The Eighth Plague: Locusts (Arbeh אַרְבֶּה)
“Or else, if you refuse to let My people go, behold, tomorrow I will bring locusts into your territory. And they shall cover the face of the earth, so that no one will be able to see the earth; and they shall eat the residue of what is left, which remains to you from the hail, and they shall eat every tree which grows up for you out of the field.” (Exodus 10:4–5)
Parasha Bo begins with the eighth plague upon Egypt—locusts. They devoured all the crops and vegetation of Egypt that remained after the hail.
Even though locusts are driven by the wind, a plague of locusts is so devastating that it cuts off the light of the sun and wipes out the food supply of the affected area.
In the Book of Joel, this plague makes another appearance, ravaging the land. The Prophet Joel links it to sin and the Last Days, exhorting Israel to repent and return to the Lord.

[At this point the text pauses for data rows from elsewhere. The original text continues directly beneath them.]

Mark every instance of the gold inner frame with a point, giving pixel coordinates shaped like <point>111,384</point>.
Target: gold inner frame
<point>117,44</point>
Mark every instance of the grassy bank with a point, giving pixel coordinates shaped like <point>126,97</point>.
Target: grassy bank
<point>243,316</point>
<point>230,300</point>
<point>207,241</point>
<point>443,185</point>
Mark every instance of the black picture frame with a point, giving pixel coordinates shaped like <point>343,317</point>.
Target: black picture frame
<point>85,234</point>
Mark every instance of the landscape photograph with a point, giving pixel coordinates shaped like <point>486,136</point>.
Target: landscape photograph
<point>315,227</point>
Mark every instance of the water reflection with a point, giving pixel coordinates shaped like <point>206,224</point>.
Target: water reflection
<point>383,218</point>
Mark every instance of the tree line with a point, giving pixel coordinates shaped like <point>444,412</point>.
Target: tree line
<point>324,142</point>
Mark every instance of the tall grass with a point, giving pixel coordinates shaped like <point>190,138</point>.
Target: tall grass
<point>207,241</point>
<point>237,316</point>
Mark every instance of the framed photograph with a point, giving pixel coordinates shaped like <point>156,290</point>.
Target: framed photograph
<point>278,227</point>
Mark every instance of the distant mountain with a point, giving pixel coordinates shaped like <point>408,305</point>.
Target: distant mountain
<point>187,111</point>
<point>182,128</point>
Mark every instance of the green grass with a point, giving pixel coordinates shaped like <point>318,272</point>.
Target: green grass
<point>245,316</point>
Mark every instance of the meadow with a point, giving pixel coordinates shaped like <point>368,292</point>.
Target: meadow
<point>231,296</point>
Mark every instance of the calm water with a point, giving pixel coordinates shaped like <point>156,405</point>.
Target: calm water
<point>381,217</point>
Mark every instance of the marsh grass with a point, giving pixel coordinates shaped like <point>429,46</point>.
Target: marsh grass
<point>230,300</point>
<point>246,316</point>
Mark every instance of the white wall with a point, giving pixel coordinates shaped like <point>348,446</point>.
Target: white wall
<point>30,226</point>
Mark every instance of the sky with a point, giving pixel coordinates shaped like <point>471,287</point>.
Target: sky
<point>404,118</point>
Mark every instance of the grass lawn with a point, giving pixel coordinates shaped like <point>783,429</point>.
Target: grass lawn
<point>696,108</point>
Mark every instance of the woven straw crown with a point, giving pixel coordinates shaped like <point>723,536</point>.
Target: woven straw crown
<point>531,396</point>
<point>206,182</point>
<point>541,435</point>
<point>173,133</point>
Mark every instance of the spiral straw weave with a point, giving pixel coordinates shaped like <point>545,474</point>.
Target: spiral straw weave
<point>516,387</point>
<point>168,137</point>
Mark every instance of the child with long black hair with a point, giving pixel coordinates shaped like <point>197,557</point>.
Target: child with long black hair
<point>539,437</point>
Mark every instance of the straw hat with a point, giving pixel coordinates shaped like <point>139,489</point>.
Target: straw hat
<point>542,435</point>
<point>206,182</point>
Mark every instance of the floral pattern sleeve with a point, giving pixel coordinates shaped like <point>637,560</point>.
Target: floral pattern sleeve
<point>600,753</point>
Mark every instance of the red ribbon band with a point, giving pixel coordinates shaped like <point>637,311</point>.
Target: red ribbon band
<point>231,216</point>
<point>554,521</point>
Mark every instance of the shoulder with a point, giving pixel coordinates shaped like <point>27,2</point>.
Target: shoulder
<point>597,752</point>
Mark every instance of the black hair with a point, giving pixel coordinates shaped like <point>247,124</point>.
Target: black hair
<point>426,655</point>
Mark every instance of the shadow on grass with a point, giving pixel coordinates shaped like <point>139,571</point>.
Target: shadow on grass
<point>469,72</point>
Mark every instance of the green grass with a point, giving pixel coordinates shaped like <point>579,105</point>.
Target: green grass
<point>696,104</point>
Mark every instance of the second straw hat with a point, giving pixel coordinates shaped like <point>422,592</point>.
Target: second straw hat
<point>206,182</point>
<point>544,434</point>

God’s promises Israel that He will make up for all the years that the swarming locusts have devoured:
“I will repay you for the years the locusts have eaten—the great locust and the young locust, the other locusts and the locust swarm—My great army that I sent among you. You will have plenty to eat, until you are full, and you will praise the name of the Lord your God, who has worked wonders for you; never again will My people be shamed.” (Joel 2:25–26)
Locusts are also mentioned in the Brit Chadashah (New Testament) as one of the end-time plagues upon the earth.
With the sounding of the fifth shofar in the Last Days, locusts emerge from the bottomless pit.
They will not harm the vegetation, however, but rather will have the power to sting like a scorpion and will torment men who do not have the seal of God on their foreheads.
“Then out of the smoke locusts came upon the earth. And to them was given power, as the scorpions of the earth have power. They were commanded not to harm the grass of the earth, or any green thing, or any tree, but only those men who do not have the seal of God on their foreheads.” (Revelation 9:3–4)
The Ninth Plague: Darkness (Hosek חוֹשֶך)
“Then the LORD said to Moses, ‘Stretch out your hand toward the sky so that darkness will spread over Egypt—darkness that can be felt.’ So Moses stretched out his hand toward the sky, and total darkness covered all Egypt for three days. No one could see anyone else or leave his place for three days.” (Exodus 10:21–23)
With the ninth plague of darkness, Elohim delivered a crushing blow to the Egyptian sun god, Ra, demonstrating the folly of worshiping false gods.
Although the Egyptians were plunged into total darkness, the Israelites had light in their dwellings in the land of Goshen.
While everyone outside the shelter of God’s covenant live in ever deepening darkness, especially as the end of the age approaches, the light of Believers in Yeshua will shine ever more brightly. (Proverbs 4:18)
Even the smallest of lights shine brilliantly in the darkest of places.
Today, there are so many reports of evil, and many are fearful of what may come upon us. Nevertheless, even when there is total, paralyzing darkness in the world, we can still have light in our dwellings, just as the Israelites had in Goshen.
It is time for us to stop cursing the darkness and instead start living in the light.
Instead of complaining, murmuring, and fault finding over the darkness of “Egypt” (the world), we can be all that God has made us to be, shining as lights in the midst of a dark and perverse generation. (Philippians 2:14–15)
The Bible says that the wicked stumble in the darkness and do not even know what makes them trip. (Proverbs 4:19)
When people are in complete darkness, they cannot perceive anything outside themselves. In this state of darkness, it is easy to live in a miserly and completely self-centered world. Often a symptom of this darkness is using people for self-benefit. But God’s presence in our lives promotes a kind of love that is giving, not self seeking. (1 Corinthians 13:5)
We need Yeshua, the Light of the World to set us free from our own preoccupation with ourselves so that we may truly love our neighbor.
Sadly, far too many of us who have been set free from darkness so we can live in the light, willfully stumble in the darkness of unforgiveness, bitterness, and resentment. We must determine to let these go and walk in God’s holy Light.